Tuesday 13 October 2015

Sensitivity Analyses for Cost Example

Sensitivity Analyses for Cost Example

In sensitivity analyses for cost, we see sensitivity (reaction) of NPV to cost. We calculate a margin of safety for cost. There are three steps for these analyses. In first place we calculate NPV, then we calculated Present value of cost and in last we calculate margin of safety for cost. (How much cost can be increase to get zero NPV?

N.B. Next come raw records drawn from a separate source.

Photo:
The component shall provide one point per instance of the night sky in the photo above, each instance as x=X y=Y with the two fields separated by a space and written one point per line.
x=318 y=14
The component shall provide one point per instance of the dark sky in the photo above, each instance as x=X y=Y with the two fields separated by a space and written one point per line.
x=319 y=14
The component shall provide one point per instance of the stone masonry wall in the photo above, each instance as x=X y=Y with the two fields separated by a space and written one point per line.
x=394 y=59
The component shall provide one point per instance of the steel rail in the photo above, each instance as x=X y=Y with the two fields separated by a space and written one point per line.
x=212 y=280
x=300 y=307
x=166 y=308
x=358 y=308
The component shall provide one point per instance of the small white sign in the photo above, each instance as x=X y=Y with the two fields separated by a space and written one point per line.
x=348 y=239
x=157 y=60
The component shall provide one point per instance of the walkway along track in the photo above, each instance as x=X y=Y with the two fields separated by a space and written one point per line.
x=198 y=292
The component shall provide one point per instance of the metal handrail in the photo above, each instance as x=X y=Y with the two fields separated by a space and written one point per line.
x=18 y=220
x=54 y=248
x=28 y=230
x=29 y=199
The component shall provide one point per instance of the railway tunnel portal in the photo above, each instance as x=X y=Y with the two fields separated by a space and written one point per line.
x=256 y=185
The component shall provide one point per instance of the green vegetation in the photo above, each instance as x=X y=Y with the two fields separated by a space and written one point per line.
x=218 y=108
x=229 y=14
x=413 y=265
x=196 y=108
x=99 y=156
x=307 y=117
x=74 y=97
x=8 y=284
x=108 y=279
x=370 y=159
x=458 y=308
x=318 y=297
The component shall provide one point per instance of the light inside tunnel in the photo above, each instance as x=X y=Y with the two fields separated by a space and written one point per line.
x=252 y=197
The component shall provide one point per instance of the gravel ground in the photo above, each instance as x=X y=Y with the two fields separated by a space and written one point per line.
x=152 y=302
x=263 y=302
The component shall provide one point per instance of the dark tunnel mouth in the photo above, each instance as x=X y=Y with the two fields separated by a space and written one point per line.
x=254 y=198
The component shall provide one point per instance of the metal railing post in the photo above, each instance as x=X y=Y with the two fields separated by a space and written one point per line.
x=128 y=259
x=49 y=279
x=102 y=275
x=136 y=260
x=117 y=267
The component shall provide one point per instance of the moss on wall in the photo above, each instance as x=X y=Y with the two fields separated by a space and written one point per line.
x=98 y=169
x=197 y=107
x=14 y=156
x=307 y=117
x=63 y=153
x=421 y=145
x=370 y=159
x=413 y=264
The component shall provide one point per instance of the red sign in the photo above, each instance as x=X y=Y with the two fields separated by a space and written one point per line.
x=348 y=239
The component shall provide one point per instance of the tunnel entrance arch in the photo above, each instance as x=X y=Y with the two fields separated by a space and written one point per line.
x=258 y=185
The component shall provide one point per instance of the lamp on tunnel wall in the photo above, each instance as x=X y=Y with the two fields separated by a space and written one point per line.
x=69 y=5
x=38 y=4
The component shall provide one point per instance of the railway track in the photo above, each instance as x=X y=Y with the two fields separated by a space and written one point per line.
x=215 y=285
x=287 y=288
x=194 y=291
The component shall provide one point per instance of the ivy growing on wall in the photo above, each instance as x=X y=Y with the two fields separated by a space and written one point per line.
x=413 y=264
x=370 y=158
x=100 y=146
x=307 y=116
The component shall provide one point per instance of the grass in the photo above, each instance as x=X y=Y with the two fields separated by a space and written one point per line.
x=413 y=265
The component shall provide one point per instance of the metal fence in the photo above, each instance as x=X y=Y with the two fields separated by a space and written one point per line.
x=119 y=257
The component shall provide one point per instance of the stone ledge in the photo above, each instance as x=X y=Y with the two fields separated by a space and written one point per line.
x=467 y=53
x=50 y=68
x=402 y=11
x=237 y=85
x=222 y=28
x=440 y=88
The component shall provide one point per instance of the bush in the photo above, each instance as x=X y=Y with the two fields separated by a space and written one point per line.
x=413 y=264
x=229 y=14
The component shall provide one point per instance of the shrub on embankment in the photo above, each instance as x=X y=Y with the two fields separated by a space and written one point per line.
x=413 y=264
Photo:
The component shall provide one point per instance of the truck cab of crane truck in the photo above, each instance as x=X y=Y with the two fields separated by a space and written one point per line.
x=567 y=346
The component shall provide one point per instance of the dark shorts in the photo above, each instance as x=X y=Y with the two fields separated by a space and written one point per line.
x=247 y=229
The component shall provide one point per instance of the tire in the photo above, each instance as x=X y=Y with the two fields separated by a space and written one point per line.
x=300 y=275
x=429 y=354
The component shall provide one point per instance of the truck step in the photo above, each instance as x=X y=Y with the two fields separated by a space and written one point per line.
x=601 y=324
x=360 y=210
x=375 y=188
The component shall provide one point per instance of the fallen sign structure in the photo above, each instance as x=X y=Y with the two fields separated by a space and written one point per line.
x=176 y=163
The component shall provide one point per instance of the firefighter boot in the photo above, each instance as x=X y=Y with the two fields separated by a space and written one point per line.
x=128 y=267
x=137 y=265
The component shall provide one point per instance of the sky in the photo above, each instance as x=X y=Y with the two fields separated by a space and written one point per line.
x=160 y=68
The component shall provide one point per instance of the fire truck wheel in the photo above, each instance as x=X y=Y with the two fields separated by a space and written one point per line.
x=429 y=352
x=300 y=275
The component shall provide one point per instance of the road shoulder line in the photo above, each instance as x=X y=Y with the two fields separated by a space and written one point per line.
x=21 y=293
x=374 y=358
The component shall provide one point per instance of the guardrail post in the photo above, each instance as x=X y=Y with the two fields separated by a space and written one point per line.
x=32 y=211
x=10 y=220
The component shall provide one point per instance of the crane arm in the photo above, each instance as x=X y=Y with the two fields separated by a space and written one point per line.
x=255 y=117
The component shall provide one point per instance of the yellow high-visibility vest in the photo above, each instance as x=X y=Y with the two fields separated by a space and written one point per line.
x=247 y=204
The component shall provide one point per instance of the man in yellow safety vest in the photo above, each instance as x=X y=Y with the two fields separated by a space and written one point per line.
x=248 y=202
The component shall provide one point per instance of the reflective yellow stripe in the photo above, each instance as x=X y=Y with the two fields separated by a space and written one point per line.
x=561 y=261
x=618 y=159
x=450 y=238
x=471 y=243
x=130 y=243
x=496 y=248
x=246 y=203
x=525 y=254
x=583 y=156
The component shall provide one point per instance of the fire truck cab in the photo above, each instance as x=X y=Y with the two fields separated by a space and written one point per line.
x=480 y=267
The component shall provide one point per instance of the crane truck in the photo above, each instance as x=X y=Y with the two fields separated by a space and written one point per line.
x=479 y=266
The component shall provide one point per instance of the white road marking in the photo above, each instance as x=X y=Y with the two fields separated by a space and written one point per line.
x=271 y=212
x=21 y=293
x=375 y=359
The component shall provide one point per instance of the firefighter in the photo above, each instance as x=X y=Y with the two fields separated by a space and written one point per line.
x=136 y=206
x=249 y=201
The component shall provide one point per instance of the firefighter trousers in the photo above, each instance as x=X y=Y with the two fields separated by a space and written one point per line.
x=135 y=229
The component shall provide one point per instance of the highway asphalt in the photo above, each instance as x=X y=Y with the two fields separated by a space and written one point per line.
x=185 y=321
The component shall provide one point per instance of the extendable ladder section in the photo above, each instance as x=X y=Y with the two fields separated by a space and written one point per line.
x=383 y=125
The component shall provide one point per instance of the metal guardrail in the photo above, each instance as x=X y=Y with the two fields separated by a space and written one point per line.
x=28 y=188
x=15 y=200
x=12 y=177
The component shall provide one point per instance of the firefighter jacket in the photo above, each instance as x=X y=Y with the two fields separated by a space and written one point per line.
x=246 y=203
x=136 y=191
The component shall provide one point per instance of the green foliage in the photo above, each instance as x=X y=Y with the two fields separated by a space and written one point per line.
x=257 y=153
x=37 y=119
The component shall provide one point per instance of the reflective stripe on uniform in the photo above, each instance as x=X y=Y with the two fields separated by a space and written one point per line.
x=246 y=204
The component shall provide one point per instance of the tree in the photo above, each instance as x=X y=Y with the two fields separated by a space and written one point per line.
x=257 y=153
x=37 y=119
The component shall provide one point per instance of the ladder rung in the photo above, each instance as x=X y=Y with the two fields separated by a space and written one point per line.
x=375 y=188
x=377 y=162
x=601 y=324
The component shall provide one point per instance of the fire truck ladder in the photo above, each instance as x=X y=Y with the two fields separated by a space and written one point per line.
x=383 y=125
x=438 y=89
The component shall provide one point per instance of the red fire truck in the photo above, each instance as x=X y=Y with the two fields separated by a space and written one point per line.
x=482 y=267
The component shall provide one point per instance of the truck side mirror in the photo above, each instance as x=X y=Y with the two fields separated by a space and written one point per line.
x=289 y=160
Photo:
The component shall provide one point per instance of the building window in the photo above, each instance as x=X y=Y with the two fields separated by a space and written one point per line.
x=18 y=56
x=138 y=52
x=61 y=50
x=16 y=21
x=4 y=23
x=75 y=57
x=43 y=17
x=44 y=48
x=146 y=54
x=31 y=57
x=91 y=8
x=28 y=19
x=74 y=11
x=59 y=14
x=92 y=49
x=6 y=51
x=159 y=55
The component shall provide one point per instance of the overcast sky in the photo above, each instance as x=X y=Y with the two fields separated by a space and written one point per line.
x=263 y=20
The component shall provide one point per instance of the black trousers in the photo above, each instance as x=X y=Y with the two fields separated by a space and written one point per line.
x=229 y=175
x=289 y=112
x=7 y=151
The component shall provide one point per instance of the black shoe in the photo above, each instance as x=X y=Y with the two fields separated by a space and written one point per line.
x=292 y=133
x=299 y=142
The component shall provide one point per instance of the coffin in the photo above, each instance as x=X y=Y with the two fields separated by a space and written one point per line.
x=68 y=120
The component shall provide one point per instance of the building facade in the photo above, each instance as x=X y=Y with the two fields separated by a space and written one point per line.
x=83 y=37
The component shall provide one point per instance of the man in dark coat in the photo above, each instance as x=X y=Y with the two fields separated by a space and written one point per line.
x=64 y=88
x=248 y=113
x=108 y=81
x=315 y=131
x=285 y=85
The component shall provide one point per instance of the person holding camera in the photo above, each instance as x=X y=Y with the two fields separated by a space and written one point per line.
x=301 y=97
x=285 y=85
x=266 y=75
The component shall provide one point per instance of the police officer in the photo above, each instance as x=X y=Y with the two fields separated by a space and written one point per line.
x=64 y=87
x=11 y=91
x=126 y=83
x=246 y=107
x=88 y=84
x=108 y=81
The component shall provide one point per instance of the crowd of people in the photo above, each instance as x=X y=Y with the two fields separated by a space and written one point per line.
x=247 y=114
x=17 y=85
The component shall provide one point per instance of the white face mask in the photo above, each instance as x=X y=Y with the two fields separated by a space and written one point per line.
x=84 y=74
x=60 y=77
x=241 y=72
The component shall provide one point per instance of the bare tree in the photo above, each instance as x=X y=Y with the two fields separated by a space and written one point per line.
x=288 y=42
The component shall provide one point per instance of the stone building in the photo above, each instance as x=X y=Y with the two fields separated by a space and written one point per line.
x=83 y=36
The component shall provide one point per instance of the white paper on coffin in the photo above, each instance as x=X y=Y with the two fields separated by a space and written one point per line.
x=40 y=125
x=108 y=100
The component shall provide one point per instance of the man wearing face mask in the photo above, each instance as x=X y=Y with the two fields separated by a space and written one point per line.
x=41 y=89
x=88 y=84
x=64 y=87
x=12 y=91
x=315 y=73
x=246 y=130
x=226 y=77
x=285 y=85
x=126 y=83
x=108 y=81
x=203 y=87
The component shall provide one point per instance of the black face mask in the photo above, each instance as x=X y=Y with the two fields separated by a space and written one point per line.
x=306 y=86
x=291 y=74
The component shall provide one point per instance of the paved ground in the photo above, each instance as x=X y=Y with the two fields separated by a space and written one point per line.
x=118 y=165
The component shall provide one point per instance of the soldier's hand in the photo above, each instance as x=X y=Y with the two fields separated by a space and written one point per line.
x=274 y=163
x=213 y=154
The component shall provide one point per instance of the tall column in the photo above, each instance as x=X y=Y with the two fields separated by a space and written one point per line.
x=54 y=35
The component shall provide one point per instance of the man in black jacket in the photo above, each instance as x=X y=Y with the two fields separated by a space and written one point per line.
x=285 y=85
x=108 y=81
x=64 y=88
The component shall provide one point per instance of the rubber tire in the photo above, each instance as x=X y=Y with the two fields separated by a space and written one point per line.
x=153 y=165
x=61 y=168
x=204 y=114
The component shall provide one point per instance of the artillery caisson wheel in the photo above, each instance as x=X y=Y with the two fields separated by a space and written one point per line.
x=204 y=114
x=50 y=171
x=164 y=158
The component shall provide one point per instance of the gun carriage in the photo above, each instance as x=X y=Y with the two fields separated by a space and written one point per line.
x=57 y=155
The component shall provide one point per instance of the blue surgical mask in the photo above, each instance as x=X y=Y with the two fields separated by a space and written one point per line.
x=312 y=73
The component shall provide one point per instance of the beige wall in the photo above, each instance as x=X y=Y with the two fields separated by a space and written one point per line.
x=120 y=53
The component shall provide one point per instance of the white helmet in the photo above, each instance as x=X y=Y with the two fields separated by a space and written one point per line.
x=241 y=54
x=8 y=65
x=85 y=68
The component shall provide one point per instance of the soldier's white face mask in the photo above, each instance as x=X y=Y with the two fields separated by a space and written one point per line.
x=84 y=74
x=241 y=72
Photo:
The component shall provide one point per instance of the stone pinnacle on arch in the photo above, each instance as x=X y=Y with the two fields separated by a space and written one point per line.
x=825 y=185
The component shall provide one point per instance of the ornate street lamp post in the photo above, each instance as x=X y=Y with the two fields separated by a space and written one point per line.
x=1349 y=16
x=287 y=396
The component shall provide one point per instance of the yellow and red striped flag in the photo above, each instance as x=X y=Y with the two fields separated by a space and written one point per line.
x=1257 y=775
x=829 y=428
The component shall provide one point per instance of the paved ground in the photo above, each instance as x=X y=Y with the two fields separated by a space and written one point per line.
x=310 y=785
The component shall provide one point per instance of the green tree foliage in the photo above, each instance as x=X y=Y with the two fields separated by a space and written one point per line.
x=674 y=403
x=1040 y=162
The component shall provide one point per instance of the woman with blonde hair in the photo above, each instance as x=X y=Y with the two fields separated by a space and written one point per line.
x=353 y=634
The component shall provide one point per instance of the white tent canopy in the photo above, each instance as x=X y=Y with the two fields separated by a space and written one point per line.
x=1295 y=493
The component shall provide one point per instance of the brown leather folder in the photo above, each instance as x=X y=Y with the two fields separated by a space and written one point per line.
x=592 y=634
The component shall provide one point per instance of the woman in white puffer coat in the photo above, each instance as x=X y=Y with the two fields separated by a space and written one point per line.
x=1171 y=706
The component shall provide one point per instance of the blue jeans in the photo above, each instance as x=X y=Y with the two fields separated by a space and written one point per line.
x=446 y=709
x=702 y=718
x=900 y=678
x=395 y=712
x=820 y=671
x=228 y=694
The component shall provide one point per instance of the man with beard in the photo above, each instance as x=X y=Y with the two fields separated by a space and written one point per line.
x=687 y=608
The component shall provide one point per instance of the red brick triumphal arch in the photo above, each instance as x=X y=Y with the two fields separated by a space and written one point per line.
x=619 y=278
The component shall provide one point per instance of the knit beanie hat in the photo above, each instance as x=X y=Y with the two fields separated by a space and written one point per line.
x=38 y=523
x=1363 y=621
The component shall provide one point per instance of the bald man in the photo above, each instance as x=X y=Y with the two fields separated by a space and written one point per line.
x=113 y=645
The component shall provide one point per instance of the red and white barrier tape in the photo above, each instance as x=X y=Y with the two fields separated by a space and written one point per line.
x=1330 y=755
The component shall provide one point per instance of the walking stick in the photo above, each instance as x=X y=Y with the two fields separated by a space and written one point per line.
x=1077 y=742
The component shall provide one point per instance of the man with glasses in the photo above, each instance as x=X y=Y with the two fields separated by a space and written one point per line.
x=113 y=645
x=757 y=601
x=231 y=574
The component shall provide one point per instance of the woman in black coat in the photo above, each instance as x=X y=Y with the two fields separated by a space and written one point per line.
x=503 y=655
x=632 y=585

Example of Sensitivity & Variable

Initial Investment
200,000
Volume of Sales
20,000 Units
Selling Price
12
Variable Price
8
Project term 4 years
4 years

Cost of Capital is 10%

Solution

1.     Calculate NPV

Cash outflow
$ 200,000
Cash inflow ( $ 20,000 x 4 x 3.170)
$ 253,600
NPV (253,600-200,000)
$ 53,600

2.     Calculate present Value of Variable Cost

Variable Cost ( 20,000 @ 8 )
160,000
Annuity Factor 4 years
3.170
Present Value of Variable Cost
$ 507,200





3.    Margin of safety for contribution
= $ 53,600/$ 507,200 x 100
=10.56%

Cost is to be raised by 10.56% to bring the NPV to the level of Zero. Therefore variable cost is more sensitive to the NPV.